Сталинским курсом | страница 80



Прошло еще три дня. С чувством все большей тревоги мы стали замечать, что профессор становится все более молчаливым, мрачным, неузнаваемым. От его былого оптимизма, бодрого настроения не осталось и следа. Он часами лежал, отвернувшись к стене, и не говорил ни слова. Все мы притихли. В камере воцарилась гнетущая атмосфера, как в комнате, в которой лежит умирающий. Никто не шутил, не шумел, все говорили вполголоса.

Прошло еще три дня. Севин уже не двигался. Он лежал с закрытыми глазами, и только мерное неглубокое дыхание свидетельствовало о том, что он жив. Лицо его стало землистым, щеки ввалились, скулы резко обозначились.

— Товарищ Севин! Скажите хоть слово! Может быть, вам что-нибудь нужно? Не вызвать ли врача? Пока еще не поздно, еще можно вас спасти. Ну, говорите!

Но профессор молчал, только покачав головой, даже не открыв глаз. Один из сокамерников подошел к двери и через оконце сказал надзирателю:

— Немедленно вызовите начальника тюрьмы и доктора — человек умирает, нужна срочная медицинская помощь. Слышите?

— Ладно! — послышалось за дверью.

На следующий день, то есть на десятый день голодовки, в нашу камеру зашла комиссия. Возглавлял ее начальник тюрьмы Романов. За ним следовали два его помощника, а также доктор и медицинская сестра. На лицах пришедших не заметно было обычного сурово-надменного выражения, которое появлялось при непосредственном контакте с заключенными. Наоборот, выражение лиц отдаленно напоминало сострадание и участие. Совсем непривычно было слышать проникнутый теплотой голос начальника тюрьмы, склонившегося над Севиным.

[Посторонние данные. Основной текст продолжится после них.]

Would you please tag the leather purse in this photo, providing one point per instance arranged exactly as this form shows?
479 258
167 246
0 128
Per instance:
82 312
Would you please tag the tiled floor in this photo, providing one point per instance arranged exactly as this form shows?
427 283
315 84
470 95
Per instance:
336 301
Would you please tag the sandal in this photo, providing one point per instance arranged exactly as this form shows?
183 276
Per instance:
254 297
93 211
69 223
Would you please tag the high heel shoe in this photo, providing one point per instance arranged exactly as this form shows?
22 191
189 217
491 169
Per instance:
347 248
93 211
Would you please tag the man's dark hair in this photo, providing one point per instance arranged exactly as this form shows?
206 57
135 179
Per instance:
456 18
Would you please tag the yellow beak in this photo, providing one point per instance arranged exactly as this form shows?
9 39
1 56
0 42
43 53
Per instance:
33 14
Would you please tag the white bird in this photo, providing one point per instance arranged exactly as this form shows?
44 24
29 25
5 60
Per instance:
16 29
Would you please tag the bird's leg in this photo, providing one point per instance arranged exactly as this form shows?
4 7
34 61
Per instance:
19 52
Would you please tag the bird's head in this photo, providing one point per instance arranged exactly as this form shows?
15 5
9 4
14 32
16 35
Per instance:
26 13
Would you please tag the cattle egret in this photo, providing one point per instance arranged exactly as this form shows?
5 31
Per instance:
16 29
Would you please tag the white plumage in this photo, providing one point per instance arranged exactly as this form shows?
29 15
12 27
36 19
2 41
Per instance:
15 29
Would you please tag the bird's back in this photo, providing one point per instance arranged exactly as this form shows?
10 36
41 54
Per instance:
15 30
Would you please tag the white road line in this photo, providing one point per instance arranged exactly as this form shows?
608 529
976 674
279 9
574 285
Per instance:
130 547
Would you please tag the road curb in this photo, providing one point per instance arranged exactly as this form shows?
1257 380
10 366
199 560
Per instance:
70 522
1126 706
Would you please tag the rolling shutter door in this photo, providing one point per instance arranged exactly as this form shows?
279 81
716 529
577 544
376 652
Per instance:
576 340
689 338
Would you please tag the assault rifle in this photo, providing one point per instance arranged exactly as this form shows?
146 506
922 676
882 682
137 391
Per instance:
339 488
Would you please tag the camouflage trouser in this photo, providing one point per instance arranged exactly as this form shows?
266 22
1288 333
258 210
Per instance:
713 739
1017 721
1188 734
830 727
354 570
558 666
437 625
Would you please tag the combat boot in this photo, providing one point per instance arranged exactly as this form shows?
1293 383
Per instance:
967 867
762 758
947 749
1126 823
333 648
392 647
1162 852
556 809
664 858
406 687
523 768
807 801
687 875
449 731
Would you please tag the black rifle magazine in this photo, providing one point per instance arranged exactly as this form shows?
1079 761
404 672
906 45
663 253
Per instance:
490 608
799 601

— Что с вами, профессор? Чего вы добиваетесь голодовкой? Посмотрите, что вы с собой сделали. Вы себя губите.

Глаза Севина приоткрылись и профессор тихо заговорил:

— Я… протестую… против незаконного… содержания меня… в тюрьме. Я требую… немедленного освобождения…

— Но, профессор, вы же прекрасно понимаете, что без санкции Москвы я не могу этого сделать. Мне даже неизвестно, за что вы лишены свободы. Я обязан держать вас под стражей, — ответил Романов.

Севин молчал. В камере было очень тихо. Сидя на полу и опираясь спинами об стену, мы молча следили на происходящей сценой. Начальник не знал, что и предпринять. Наконец, обратившись к доктору, он сказал:

— Осмотрите больного!.

Врач нагнулся, приподнял рубаху, прослушал сердце, легкие, прощупал пульс, приоткрыл рот, посмотрел на язык и сказал:

— Положение серьезное. Если не прекратит голодовку, через несколько дней может умереть.